それぞれのユーザーでこのファイルの権限を設定します。ドロップレットごとに異なるユーザー名を使用している場合は、それぞれのsudoユーザーに次の権限を付与するようにしてください。

sudo chown -R sammy:sammy /usr/local/hadoop/hdfs/data

DigitalOceanスナップショットを使用してこれらのコマンドをドロップレットノード全体に複製する場合は、ここでスナップショットを作成し、このイメージから新しいドロップレットを作成できます。これに関するガイダンスについては、DigitalOceanスナップショットの概要を読むことができます。

4つすべてのUbuntuドロップレットで上記の手順を完了したら、ノード間でこの構成を完了することができます。

ステップ3—各ノードの完全な初期構成

この時点で、Dropletノードのすべての4のcore_site.xmlファイルを更新する必要があります。個々のドロップレット内で、次のファイルを開きます。

nano ~/my-hadoop-install/hadoop-3.0.1/etc/hadoop/core-site.xml

次の行が表示されます。

core-site.xml

...
<configuration>
</configuration>

次のXMLのようにファイルを変更して、server-ipが書き込まれたプロパティ値内に各ドロップレットのそれぞれのIPを含めます。ファイアウォールを使用している場合は、ポート9000を開く必要があります。

core-site.xml

...
<configuration>
    <property>
        <name>fs.defaultFS</name>
        <value>hdfs://server-ip:9000</value>
    </property>
</configuration>

サーバーの4つすべてについて、関連するドロップレットIPで上記の書き込みを繰り返します。

これで、サーバーノードごとにすべての一般的なHadoop設定を更新する必要があり、SSHキーを介してノードを接続し続けることができます。

ステップ4—ノードごとにSSHを設定する

Hadoopが正しく機能するためには、マスターノードとワーカーノードの間にパスワードなしのSSHを設定する必要があります（masterおよびworkerの言語は、[を参照するHadoopの言語です。 X196X]およびsecondaryサーバー）。

このチュートリアルでは、マスターノードはhadoop-masterであり、ワーカーノードはまとめてhadoop-workerと呼ばれますが、合計で3つあります（ [と呼ばれます）。 X180X]、-02、および-03）。まず、マスターノードに公開鍵と秘密鍵のペアを作成する必要があります。マスターノードは、hadoop-masterに属するIPアドレスを持つノードになります。

hadoop-masterドロップレットを使用しているときに、次のコマンドを実行します。 enterを押してキーの場所のデフォルトを使用し、次にenterを2回押して空のパスフレーズを使用します。

ssh-keygen

ワーカーノードごとに、マスターノードの公開鍵を取得し、それを各ワーカーノードのauthorized_keysファイルにコピーする必要があります。
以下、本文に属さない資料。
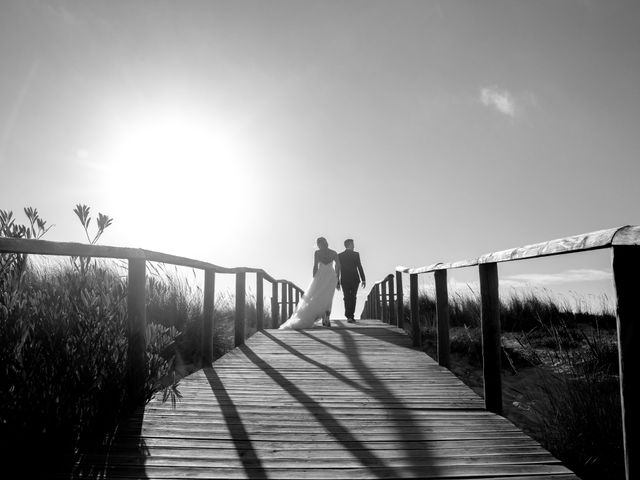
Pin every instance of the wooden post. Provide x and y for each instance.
(442, 317)
(241, 280)
(207, 316)
(415, 314)
(283, 304)
(392, 302)
(400, 300)
(259, 301)
(290, 297)
(385, 303)
(490, 325)
(136, 326)
(275, 314)
(626, 275)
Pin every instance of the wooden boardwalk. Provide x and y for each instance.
(353, 401)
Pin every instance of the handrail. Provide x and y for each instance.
(625, 245)
(627, 235)
(136, 296)
(46, 247)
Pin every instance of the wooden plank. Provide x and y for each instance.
(240, 312)
(626, 274)
(393, 319)
(284, 311)
(385, 302)
(627, 235)
(442, 317)
(136, 325)
(275, 314)
(490, 325)
(415, 310)
(400, 300)
(259, 301)
(208, 315)
(290, 297)
(355, 401)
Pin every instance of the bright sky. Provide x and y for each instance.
(237, 132)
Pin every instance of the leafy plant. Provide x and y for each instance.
(82, 264)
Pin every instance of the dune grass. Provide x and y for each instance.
(560, 373)
(63, 354)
.sshフォルダーにあるid_rsa.pubファイルでcatを実行してマスターノードから公開鍵を取得し、コンソールに出力します。

cat ~/.ssh/id_rsa.pub
```

Now log into each worker node Droplet, and open the `authorized_keys` file:

```custom_prefix(sammy@hadoop-worker$)
[environment fourth]
nano ~/.ssh/authorized_keys
```

You’ll copy the master node’s public key — which is the output you generated from the `cat ~/.ssh/id_rsa.pub` command on the master node — into each Droplet’s respective `~/.ssh/authorized_keys` file. Be sure to save each file before closing.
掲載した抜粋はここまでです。